La prima mostra di un famoso artista di Instagram apre a Milano
Diventato famoso a livello internazionale grazie alla piattaforma artistica Love Watts, Jordan Watson porta in mostra nel nuovo spazio di Robilant+Voena l'afrofuturismo, un movimento che fonde fantascienza e cultura nera per immaginare un futuro di prosperità. L'intervista
Uomini neri, ma soprattutto donne nere, che partecipano ad attività come ciclismo, sci e sport motoristici: è un ribaltamento consapevole, e ottimista, quello che l’artista statunitense Jordan Watson mette in campo nella sua prima mostra personale. Diventato famoso a livello internazionale grazie alla piattaforma artistica Love Watts (oltre due milioni di follower su Instagram), Watson inaugura con con la sua pittura anche il nuovo spazio espositivo di Robilant+Voena a Milano.
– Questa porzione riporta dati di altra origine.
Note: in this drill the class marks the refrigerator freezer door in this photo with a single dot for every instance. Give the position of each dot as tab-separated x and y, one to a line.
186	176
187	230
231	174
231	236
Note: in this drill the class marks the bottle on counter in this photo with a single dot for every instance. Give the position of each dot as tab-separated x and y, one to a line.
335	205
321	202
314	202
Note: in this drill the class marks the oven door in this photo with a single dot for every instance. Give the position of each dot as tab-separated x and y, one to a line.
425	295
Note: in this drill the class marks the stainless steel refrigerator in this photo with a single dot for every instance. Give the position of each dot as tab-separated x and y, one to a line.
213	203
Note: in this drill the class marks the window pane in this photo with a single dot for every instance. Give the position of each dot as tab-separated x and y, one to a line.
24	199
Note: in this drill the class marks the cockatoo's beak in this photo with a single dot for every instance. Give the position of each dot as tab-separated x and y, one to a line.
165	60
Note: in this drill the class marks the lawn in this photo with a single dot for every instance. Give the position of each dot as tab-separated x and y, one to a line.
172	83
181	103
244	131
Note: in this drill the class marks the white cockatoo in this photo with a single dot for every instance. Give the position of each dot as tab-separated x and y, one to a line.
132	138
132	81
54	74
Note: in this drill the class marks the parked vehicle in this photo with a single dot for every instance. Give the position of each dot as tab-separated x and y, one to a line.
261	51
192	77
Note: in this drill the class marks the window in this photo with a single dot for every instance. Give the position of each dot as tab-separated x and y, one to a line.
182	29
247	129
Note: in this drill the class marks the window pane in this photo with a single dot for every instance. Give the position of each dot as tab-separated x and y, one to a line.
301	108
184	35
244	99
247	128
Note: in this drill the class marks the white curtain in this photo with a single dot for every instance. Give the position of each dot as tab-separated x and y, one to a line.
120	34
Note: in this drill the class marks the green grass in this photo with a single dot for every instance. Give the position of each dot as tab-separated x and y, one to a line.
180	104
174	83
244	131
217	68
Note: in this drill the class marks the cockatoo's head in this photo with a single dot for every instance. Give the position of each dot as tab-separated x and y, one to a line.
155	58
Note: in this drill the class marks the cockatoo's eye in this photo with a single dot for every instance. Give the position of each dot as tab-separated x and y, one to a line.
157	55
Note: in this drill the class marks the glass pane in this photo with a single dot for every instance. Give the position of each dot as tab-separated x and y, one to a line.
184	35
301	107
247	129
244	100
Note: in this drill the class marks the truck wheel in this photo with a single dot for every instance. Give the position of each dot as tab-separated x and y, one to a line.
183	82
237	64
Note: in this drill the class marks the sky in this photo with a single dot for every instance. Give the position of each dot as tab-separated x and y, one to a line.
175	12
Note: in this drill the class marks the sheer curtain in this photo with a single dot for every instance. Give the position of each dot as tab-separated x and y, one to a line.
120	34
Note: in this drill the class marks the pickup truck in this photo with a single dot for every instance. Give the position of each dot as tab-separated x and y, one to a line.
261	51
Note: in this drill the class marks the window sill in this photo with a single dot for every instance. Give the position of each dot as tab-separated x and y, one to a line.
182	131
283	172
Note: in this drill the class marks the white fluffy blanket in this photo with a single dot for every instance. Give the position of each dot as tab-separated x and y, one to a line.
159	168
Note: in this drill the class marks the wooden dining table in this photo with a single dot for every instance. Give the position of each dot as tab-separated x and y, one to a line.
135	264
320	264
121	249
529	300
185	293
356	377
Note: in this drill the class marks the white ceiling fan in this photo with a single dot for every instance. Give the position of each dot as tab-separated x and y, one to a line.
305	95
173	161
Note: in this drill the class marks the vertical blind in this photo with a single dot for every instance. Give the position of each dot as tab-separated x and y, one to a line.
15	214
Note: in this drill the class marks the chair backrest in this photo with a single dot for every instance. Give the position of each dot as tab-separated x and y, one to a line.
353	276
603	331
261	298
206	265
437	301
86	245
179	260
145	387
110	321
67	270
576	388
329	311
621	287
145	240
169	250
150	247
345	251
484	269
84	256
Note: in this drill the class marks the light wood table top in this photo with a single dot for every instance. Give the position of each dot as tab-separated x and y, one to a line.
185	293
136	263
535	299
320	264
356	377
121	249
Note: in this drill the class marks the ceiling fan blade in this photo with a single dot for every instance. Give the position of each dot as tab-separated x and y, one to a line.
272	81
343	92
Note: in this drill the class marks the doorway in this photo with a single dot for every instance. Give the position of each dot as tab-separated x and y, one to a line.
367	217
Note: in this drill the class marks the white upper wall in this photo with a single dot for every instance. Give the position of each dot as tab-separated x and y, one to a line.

Jordan Watson da Robilant+Voena con Octavia’s Butler
La mostra Octavia’s Butler, che sarà portata anche nella sede di R+V a St. Moritz nel febbraio 2025, rappresenta quindi il debutto ufficiale di un artista (in gran parte autodidatta) riconosciuto negli ultimi anni per il suo lavoro di promozione dell’accesso e di smantellamento delle barriere al mondo dell’arte. Vibrante e difficile da incasellare, la pittura di Watson omaggia molti temi dell’afrofuturismo, movimento nato negli Anni Novanta che fonde fantascienza e cultura black per immaginare un futuro di prosperità nera, a cominciare dal titolo, un omaggio diretto alla sua voce più autorevole, la scrittrice californiana Octavia E. Butler, premiata con i prestigiosi riconoscimenti Hugo e Nebula per la letteratura fantascientifica.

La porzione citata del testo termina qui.